Posted by LeeG on Apr 13, 2005

It's worth looking at british boats like Valley or NDK, the first thing you'll notice is an attempt to reduce windage as much as possible. For whatever hull shape there is if you have the least amount of hull in the air you'll be reducing the force of wind. My $.02 is the shape in the water is the most significant factor determing degrees of weathercocking and responsiveness (lean introducng steering control) to compensate for weathercocking. After that total windage has effect on horsepower required to head in a particular direction against the wind. Some high windage hulls can be fairly neutral, Arctic Tern and Mariner Express for example. You'll have good control in strong breezes but you'll slide sideways more than a low windage hull with the same weathercocking characteristics.

Low windage hulls can tolerate a bit more weathercocking than high windage hulls if they're responsive but if they aren't it's irritating just the same, Dagger Baja or Perception Shadow for example.

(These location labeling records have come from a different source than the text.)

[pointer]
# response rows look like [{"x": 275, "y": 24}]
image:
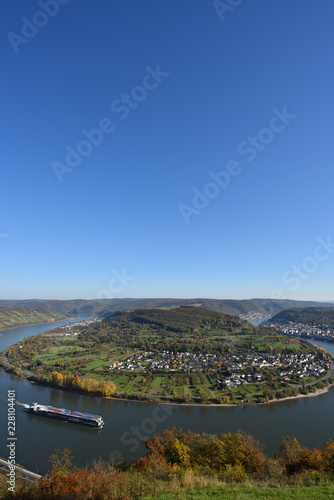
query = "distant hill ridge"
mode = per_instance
[
  {"x": 265, "y": 307},
  {"x": 179, "y": 319},
  {"x": 322, "y": 316}
]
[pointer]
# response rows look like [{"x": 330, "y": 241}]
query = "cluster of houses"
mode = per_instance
[
  {"x": 238, "y": 369},
  {"x": 285, "y": 367},
  {"x": 306, "y": 331}
]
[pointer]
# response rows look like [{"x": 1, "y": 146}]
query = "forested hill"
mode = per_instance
[
  {"x": 320, "y": 316},
  {"x": 10, "y": 317},
  {"x": 180, "y": 320}
]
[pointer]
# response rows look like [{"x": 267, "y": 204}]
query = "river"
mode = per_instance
[{"x": 309, "y": 419}]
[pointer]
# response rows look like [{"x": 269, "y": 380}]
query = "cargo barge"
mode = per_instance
[{"x": 76, "y": 417}]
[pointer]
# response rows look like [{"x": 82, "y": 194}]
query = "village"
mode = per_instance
[{"x": 238, "y": 369}]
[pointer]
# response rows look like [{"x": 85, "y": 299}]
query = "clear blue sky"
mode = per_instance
[{"x": 198, "y": 88}]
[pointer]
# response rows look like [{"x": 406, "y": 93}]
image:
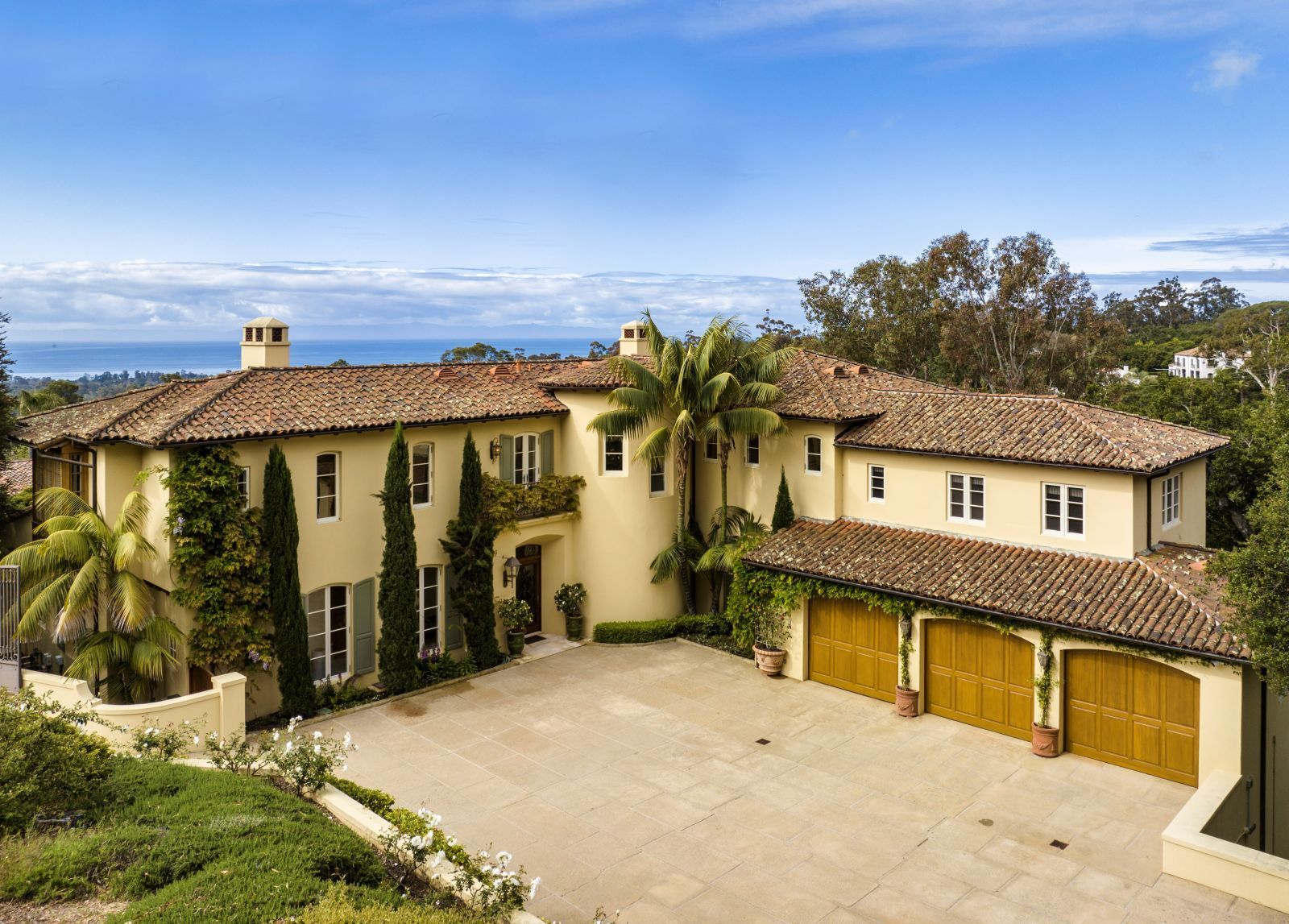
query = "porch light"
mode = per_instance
[{"x": 509, "y": 571}]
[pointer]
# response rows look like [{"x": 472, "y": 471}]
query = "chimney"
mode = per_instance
[
  {"x": 635, "y": 341},
  {"x": 266, "y": 344}
]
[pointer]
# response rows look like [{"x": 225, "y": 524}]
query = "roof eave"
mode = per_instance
[{"x": 1026, "y": 620}]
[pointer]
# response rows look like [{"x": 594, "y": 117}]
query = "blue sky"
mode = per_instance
[{"x": 178, "y": 167}]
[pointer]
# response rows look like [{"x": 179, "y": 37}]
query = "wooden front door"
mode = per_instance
[
  {"x": 854, "y": 647},
  {"x": 979, "y": 676},
  {"x": 528, "y": 584},
  {"x": 1134, "y": 713}
]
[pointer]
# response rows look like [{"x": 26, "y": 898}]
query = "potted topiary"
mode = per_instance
[
  {"x": 771, "y": 632},
  {"x": 1044, "y": 741},
  {"x": 569, "y": 599},
  {"x": 516, "y": 615},
  {"x": 906, "y": 696}
]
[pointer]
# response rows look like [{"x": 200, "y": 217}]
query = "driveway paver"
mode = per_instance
[{"x": 632, "y": 780}]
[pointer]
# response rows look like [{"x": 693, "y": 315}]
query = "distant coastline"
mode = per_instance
[{"x": 73, "y": 360}]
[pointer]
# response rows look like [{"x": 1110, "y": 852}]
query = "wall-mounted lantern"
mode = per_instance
[{"x": 509, "y": 571}]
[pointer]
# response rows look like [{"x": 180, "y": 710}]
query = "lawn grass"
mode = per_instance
[{"x": 184, "y": 844}]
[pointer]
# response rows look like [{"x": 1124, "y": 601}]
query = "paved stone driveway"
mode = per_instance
[{"x": 631, "y": 779}]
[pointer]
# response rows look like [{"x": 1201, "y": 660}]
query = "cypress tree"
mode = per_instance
[
  {"x": 287, "y": 608},
  {"x": 470, "y": 550},
  {"x": 397, "y": 599},
  {"x": 784, "y": 512}
]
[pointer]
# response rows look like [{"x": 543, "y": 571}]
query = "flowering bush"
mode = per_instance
[
  {"x": 302, "y": 760},
  {"x": 487, "y": 883},
  {"x": 164, "y": 743}
]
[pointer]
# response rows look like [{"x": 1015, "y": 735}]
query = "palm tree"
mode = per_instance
[
  {"x": 752, "y": 369},
  {"x": 79, "y": 586},
  {"x": 667, "y": 404}
]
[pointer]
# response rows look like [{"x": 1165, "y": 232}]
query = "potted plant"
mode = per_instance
[
  {"x": 516, "y": 615},
  {"x": 1044, "y": 741},
  {"x": 569, "y": 599},
  {"x": 771, "y": 632},
  {"x": 906, "y": 696}
]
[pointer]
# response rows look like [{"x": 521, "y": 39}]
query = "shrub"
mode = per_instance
[
  {"x": 47, "y": 762},
  {"x": 655, "y": 631},
  {"x": 374, "y": 799}
]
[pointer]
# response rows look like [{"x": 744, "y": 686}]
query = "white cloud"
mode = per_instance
[
  {"x": 1229, "y": 67},
  {"x": 208, "y": 300}
]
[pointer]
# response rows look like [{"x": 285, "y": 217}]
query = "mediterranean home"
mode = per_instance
[{"x": 1034, "y": 515}]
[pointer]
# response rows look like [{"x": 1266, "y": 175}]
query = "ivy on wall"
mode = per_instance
[{"x": 218, "y": 560}]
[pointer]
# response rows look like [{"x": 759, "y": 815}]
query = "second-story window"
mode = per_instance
[
  {"x": 877, "y": 483},
  {"x": 967, "y": 498},
  {"x": 1172, "y": 498},
  {"x": 1063, "y": 509},
  {"x": 528, "y": 460},
  {"x": 814, "y": 455},
  {"x": 329, "y": 486},
  {"x": 657, "y": 477},
  {"x": 422, "y": 474},
  {"x": 615, "y": 454}
]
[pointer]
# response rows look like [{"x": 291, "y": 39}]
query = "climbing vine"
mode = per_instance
[{"x": 218, "y": 560}]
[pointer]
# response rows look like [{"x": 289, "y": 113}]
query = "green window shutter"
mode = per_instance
[
  {"x": 454, "y": 634},
  {"x": 364, "y": 627},
  {"x": 507, "y": 458},
  {"x": 548, "y": 453}
]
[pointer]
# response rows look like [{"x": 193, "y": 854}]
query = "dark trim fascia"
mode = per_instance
[
  {"x": 1151, "y": 473},
  {"x": 1025, "y": 620}
]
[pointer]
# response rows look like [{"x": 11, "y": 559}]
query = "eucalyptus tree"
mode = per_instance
[{"x": 81, "y": 586}]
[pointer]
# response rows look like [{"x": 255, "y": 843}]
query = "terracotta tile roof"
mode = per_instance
[
  {"x": 1157, "y": 599},
  {"x": 1026, "y": 428},
  {"x": 16, "y": 476},
  {"x": 816, "y": 386},
  {"x": 272, "y": 402}
]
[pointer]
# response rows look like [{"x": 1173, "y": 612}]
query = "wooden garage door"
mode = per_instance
[
  {"x": 854, "y": 647},
  {"x": 1134, "y": 713},
  {"x": 979, "y": 676}
]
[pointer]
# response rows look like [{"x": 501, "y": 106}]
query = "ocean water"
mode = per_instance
[{"x": 73, "y": 360}]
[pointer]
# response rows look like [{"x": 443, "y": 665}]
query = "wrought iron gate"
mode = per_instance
[{"x": 10, "y": 666}]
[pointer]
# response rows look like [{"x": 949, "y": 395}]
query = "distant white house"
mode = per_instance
[{"x": 1192, "y": 363}]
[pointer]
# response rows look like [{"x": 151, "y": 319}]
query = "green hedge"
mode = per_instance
[{"x": 659, "y": 629}]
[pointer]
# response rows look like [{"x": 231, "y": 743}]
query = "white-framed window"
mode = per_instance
[
  {"x": 528, "y": 459},
  {"x": 1063, "y": 509},
  {"x": 328, "y": 486},
  {"x": 814, "y": 455},
  {"x": 657, "y": 477},
  {"x": 429, "y": 607},
  {"x": 615, "y": 455},
  {"x": 328, "y": 611},
  {"x": 1171, "y": 508},
  {"x": 967, "y": 498},
  {"x": 877, "y": 483},
  {"x": 423, "y": 474}
]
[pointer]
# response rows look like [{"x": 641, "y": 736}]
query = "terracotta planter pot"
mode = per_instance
[
  {"x": 1044, "y": 741},
  {"x": 770, "y": 661},
  {"x": 515, "y": 642}
]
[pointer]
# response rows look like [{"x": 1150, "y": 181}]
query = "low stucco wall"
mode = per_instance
[
  {"x": 221, "y": 709},
  {"x": 1189, "y": 853}
]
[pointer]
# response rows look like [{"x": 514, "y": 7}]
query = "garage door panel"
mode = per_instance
[
  {"x": 979, "y": 676},
  {"x": 852, "y": 647},
  {"x": 1132, "y": 711}
]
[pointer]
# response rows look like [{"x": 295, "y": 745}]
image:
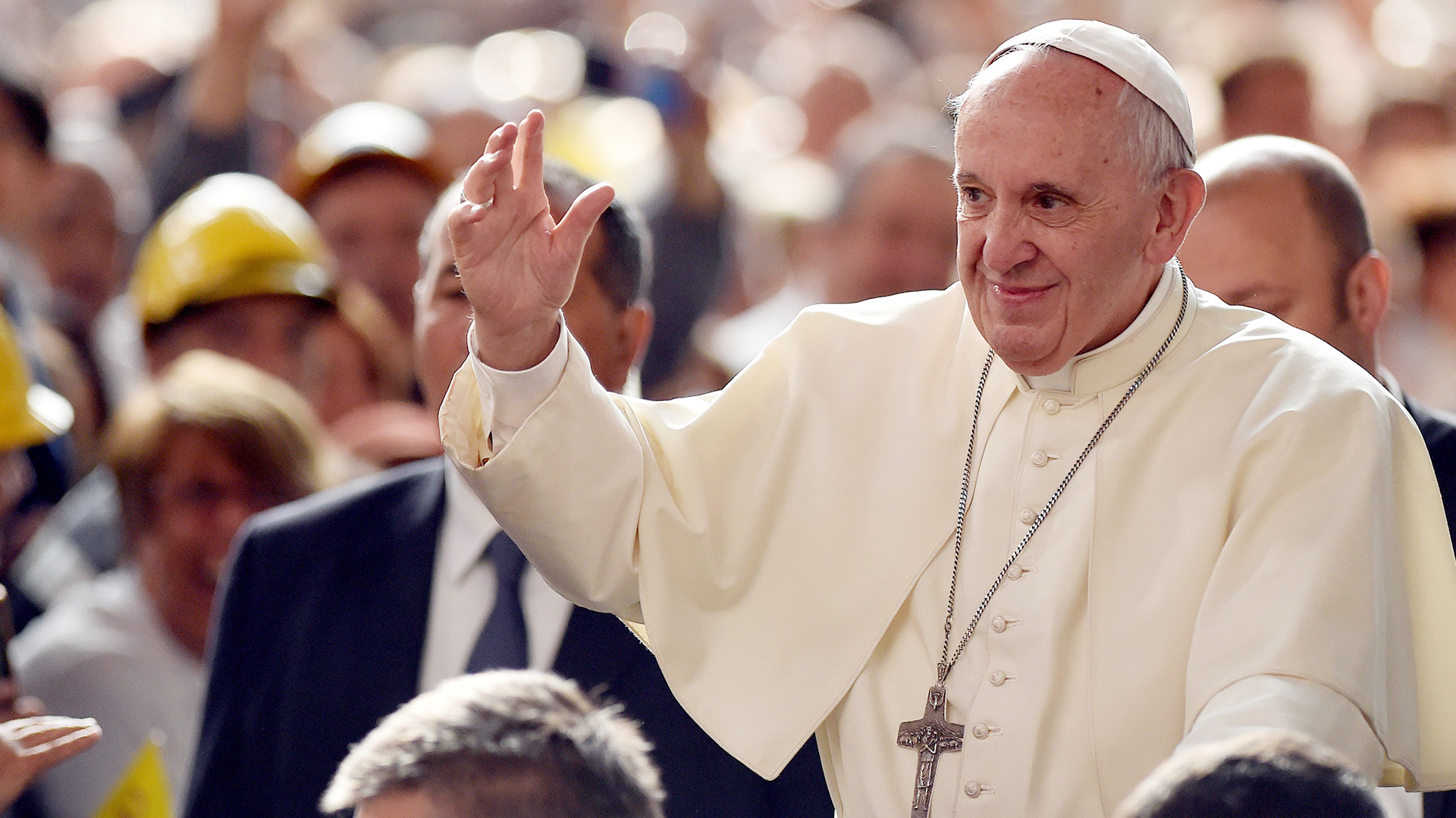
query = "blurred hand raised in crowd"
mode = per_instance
[
  {"x": 246, "y": 15},
  {"x": 517, "y": 265},
  {"x": 31, "y": 745}
]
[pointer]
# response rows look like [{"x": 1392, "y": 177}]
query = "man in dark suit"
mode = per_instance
[
  {"x": 1285, "y": 230},
  {"x": 344, "y": 606}
]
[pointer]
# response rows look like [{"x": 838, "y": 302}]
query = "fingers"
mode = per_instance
[
  {"x": 485, "y": 177},
  {"x": 64, "y": 743},
  {"x": 530, "y": 152},
  {"x": 582, "y": 218},
  {"x": 42, "y": 734}
]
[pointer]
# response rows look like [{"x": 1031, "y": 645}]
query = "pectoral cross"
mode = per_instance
[{"x": 930, "y": 735}]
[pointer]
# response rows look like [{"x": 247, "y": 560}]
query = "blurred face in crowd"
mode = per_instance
[
  {"x": 612, "y": 338},
  {"x": 897, "y": 233},
  {"x": 79, "y": 243},
  {"x": 22, "y": 172},
  {"x": 1056, "y": 223},
  {"x": 370, "y": 220},
  {"x": 400, "y": 802},
  {"x": 264, "y": 331},
  {"x": 199, "y": 498},
  {"x": 1258, "y": 243}
]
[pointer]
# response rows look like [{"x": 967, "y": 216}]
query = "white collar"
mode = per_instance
[
  {"x": 1062, "y": 381},
  {"x": 466, "y": 528}
]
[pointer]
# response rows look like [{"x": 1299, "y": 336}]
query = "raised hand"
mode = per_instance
[
  {"x": 517, "y": 265},
  {"x": 28, "y": 747}
]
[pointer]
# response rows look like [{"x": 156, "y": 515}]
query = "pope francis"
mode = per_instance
[{"x": 1002, "y": 547}]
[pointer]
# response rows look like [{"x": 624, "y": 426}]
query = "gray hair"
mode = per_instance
[
  {"x": 506, "y": 743},
  {"x": 1153, "y": 146}
]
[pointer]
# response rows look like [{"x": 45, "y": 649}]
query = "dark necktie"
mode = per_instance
[{"x": 503, "y": 638}]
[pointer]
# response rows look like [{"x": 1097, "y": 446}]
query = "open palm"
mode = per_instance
[{"x": 517, "y": 264}]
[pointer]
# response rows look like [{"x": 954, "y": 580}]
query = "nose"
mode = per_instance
[{"x": 1006, "y": 242}]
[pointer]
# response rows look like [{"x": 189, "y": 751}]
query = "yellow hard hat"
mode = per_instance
[
  {"x": 234, "y": 235},
  {"x": 30, "y": 414}
]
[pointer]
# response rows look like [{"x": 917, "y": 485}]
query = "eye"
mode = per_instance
[{"x": 973, "y": 201}]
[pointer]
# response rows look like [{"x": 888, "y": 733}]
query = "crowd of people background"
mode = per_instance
[{"x": 783, "y": 153}]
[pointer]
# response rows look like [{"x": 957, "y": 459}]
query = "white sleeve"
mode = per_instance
[
  {"x": 1296, "y": 705},
  {"x": 514, "y": 395}
]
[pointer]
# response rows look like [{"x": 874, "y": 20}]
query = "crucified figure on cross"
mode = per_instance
[{"x": 930, "y": 735}]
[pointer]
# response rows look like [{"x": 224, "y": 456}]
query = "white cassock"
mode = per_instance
[{"x": 1257, "y": 541}]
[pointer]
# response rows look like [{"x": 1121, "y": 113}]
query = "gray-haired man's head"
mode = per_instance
[{"x": 498, "y": 744}]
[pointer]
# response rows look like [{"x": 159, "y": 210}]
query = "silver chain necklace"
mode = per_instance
[{"x": 934, "y": 734}]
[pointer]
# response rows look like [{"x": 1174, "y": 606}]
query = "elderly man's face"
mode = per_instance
[
  {"x": 1258, "y": 243},
  {"x": 411, "y": 802},
  {"x": 1055, "y": 220}
]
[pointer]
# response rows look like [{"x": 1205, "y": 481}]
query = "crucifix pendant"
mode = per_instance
[{"x": 930, "y": 735}]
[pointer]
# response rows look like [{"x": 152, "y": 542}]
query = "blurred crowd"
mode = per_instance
[{"x": 251, "y": 178}]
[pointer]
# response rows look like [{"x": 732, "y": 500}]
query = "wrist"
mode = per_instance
[{"x": 517, "y": 349}]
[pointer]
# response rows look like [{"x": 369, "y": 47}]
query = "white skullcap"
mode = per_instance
[{"x": 1122, "y": 53}]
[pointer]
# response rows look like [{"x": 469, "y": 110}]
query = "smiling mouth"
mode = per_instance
[{"x": 1018, "y": 293}]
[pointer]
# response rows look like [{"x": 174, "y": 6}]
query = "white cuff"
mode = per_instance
[
  {"x": 1296, "y": 705},
  {"x": 517, "y": 393}
]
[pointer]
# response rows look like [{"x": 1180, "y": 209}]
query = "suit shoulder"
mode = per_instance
[
  {"x": 1439, "y": 431},
  {"x": 353, "y": 503}
]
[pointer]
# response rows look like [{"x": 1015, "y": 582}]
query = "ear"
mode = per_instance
[
  {"x": 632, "y": 331},
  {"x": 1178, "y": 204},
  {"x": 637, "y": 328},
  {"x": 1367, "y": 293}
]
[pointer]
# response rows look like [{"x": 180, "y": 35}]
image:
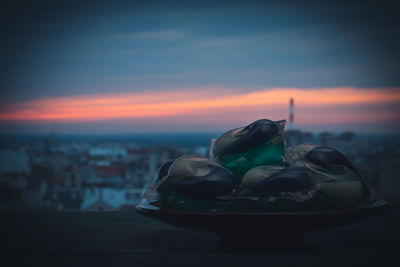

Rudders/skegs can be useful and/or required on those kayaks that aren't responsive to a lean but that in and of itself doesn't mean the design is flawed,,unless the marketing says "tracking aids not needed". Long racing/touring kayaks are a good example of designs that can utilize rudders and free up the hull from handling attributes that work against low wetted area/speed that is required for a fast hull.

Production boats are kind of all over the map on these attributes with some boats utilizing a skeg for fine tuning (Necky Chatham) and some requiring a skeg for brute force control on weathercocking (Wilderness Systems Tempest). I'm not familiar with the Brit boats except Derek Hutchinsons Gulfstream but the general sense I get is that they don't venture outside a bell curve of handling compromises as you'll find in many northamerican production kayaks that take some attribute to an extreme,,and a rudder is tossed on to solve the problem. It's kind of like squeezing a waterballoon,,you can't squeeze too hard for some one characteristic (speed,weight,cockpit room,etc) without a disturbing bubble popping out from left field. Back to Moes original question,,if the total load is less than 300lbs and the winds are more than 15mph I'm pretty sure a rudder will be appreciated. Brandon Nelson (former "Team CLC")toured down Baja in a Ch18 with a total paddler/kayak load of around 400lbs. It gets very windy in Baja and he said a rudder is a necessity.